Enfin, sur l'initiative du Gouvernement, un article 7 bis a été introduit. Il habilite le Gouvernement à prendre par ordonnance plusieurs mesures d'ordre social en faveur de Saint-Pierre-et-Miquelon, des mesures très attendues par les élus locaux, en particulier par notre collègue Karine Claireaux, qui a beaucoup œuvré en ce sens.
Pour la commission des affaires économiques, ce texte constitue une avancée très importante, et très attendue. Pour autant, il ne constitue qu'une première étape. D'autres textes devront intervenir, d'autres mesures devront être prises, afin d'apporter des réponses à la problématique de la vie chère.

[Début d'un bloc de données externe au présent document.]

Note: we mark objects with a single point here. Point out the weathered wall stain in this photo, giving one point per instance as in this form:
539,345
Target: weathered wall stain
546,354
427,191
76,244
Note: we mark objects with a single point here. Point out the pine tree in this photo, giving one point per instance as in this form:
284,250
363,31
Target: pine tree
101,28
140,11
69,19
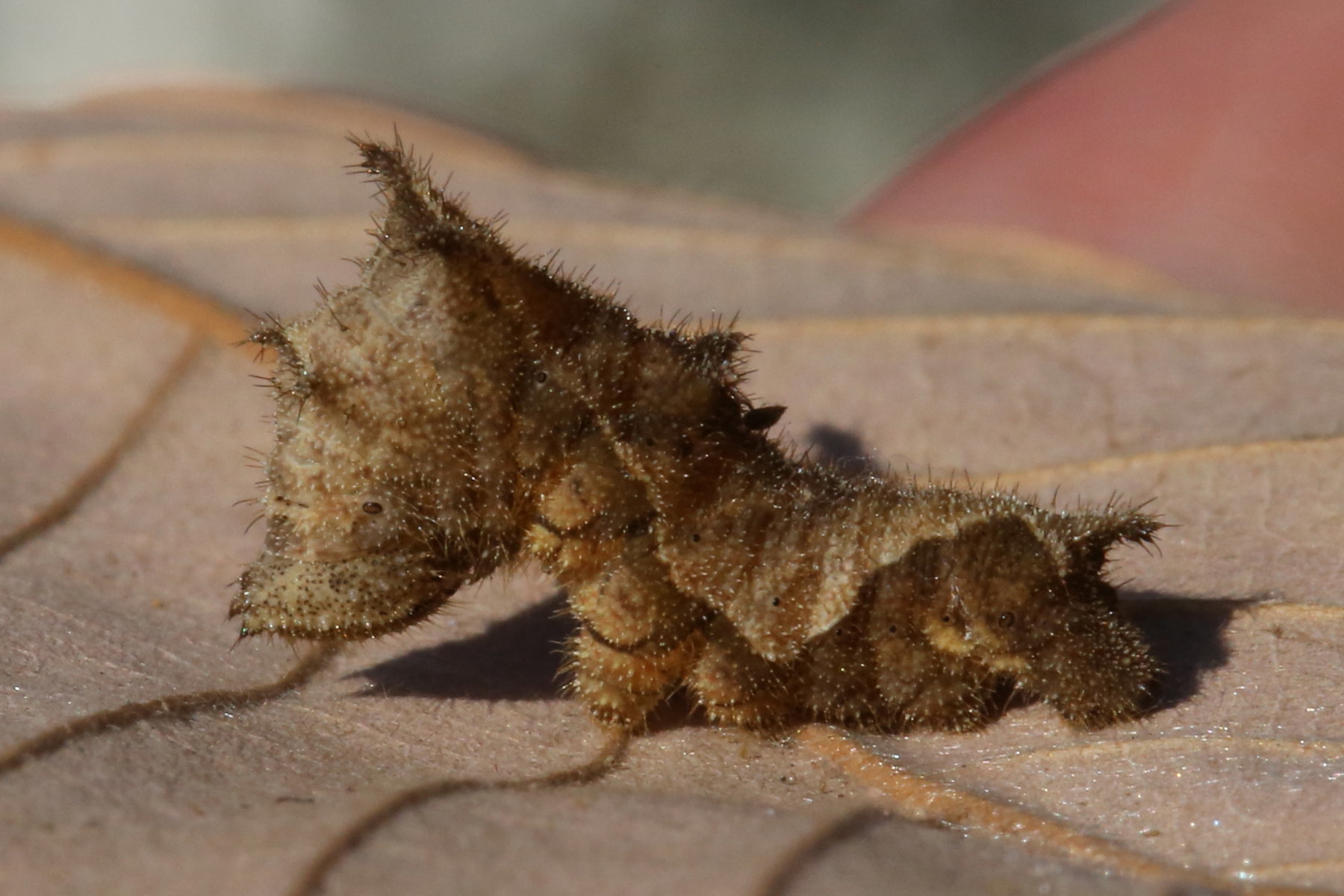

Il convient d'analyser avec précision le processus de formation des prix et de s'intéresser, par exemple, aux différents segments de la chaîne logistique – coût du fret maritime, coût du passage portuaire, du transport et du stockage – et aux marges des différents intermédiaires...
Il convient également de faire porter l'effort sur l'ensemble des secteurs économiques : nos concitoyens ultramarins souffrent, ainsi, des prix des billets d'avion, du niveau des frais bancaires ou des loyers, du coût des pièces détachées automobiles...
La réflexion devra donc se poursuivre sur le sujet. La délégation sénatoriale à l'outre-mer, que j'ai l'honneur par ailleurs de présider, a commencé il y a plusieurs mois des travaux sur la question de la vie chère. Elle prendra donc toute sa part à la réflexion sur ce sujet.
En conclusion, j'espère, monsieur le président, monsieur le ministre, mes chers collègues, que le Sénat adoptera à une large majorité, voire à l'unanimité, comme l'a fait la commission des affaires économiques, ce texte important pour nos outre-mer.
La Haute assemblée montrera, ainsi, une fois de plus, son attachement jamais démenti aux outre-mer, qui constituent, comme l'indiquait dans son rapport la mission d'information de 2009, un défi pour la République et une chance pour la France.